2010, Elschner, Johannes, Hsiao, George C., Rathsfeld, Andreas

We consider the inverse problem for an elastic body emerged in a fluid due to an acoustic wave. The shape of this obstacle is to be reconstructed from the far-field pattern of the scattered wave. For the numerical solution in the two-dimensional case, we compare a simple Newton type iteration method with the Kirsch-Kress algorithm. Our computational tests reveal that the Kirsch-Kress method converges faster for obstacles with very smooth boundaries. The simple Newton method, however, is more stable in the case of not so smooth domains and more robust with respect to measurement errors.

2008, Elschner, Johannes, Hsiao, George C., Rathsfeld, Andreas

We consider the interaction between an elastic body and a compressible inviscid fluid, which occupies the unbounded exterior domain. The inverse problem of determining the shape of such an elastic scatterer from the measured far field pattern of the scattered fluid pressure field is of central importance in detecting and identifying submerged objects. Following a method proposed by Kirsch and Kress, we approximate the acoustic and elastodynamic wave by potentials over auxiliary surfaces, and we reformulate the inverse problem as an optimisation problem. The objective function to be minimised is the sum of three terms. The first is the deviation of the approximate far field pattern from the measured one, the second is a regularisation term, and the last a control term for the transmission condition. We prove that the optimisation problem has a solution and that, for the regularisation parameter tending to zero, the minimisers tend to a solution of the inverse problem. In contrast to a numerical method from a previous paper, the presented method does require neither a direct solution method nor an additional treatment of possible Jones modes.

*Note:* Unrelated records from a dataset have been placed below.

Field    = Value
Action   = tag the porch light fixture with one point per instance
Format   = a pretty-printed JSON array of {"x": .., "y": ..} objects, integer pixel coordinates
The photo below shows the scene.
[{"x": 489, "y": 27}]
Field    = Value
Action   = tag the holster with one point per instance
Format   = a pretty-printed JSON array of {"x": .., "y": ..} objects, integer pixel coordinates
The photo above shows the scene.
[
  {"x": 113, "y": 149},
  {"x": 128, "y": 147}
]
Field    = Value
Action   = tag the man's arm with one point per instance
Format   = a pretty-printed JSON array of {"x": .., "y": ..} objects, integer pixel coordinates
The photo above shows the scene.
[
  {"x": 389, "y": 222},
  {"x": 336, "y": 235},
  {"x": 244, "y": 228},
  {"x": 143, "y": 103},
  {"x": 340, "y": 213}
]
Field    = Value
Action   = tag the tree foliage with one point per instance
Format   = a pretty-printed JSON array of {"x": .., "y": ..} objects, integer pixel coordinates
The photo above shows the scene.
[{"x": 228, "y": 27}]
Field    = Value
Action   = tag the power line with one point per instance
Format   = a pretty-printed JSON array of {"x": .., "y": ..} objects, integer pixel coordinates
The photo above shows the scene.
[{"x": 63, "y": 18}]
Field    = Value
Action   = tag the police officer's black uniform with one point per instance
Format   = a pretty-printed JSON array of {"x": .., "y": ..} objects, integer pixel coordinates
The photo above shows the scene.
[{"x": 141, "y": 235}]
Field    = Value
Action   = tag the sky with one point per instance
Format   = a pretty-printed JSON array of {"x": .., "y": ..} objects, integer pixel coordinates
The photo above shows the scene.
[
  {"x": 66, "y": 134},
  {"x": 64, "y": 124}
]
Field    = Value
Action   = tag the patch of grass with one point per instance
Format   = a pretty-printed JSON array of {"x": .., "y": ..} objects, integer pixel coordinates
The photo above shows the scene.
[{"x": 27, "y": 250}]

2007, Elschner, Johannes, Hsiao, George C., Rathsfeld, Andreas

Any acoustic plane wave incident to an elastic obstacle results in a scattered field with a corresponding far field pattern. Mathematically, the scattered field is the solution of a transmission problem coupling the reduced elastodynamic equations over the domain occupied by the obstacle with the Helmholtz equation in the exterior. The far field pattern is obtained applying an integral operator to the scattered field function restricted to a simple smooth surface surrounding the obstacle. The subject of our paper is the inverse problem, where the shape of the elastic body represented by a parametrization of its boundary is to be reconstructed from a finite number of measured far field patterns. We define a family of objective functionals depending on a non-negative regularization parameter such that, for regularization parameter zero, the shape of the sought elastic obstacle is a minimizer of the functional. For any positive regularization parameter, there exists a regularized solution minimizing the functional. Moreover, for the regularization parameter tending to zero, these regularized solutions converge to the solution of the inverse problem provided the latter is uniquely determined by the given far field patterns. The whole approach is based on the variational form of the partial differential operators involved. Hence, numerical approximations can be found applying finite element discretization. Note that, though the transmission problem in its weak formulation may have non-unique solutions for domains with so-called Jones frequencies, the scattered field and its far field pattern is unique and depend continuously on the shape of the obstacle.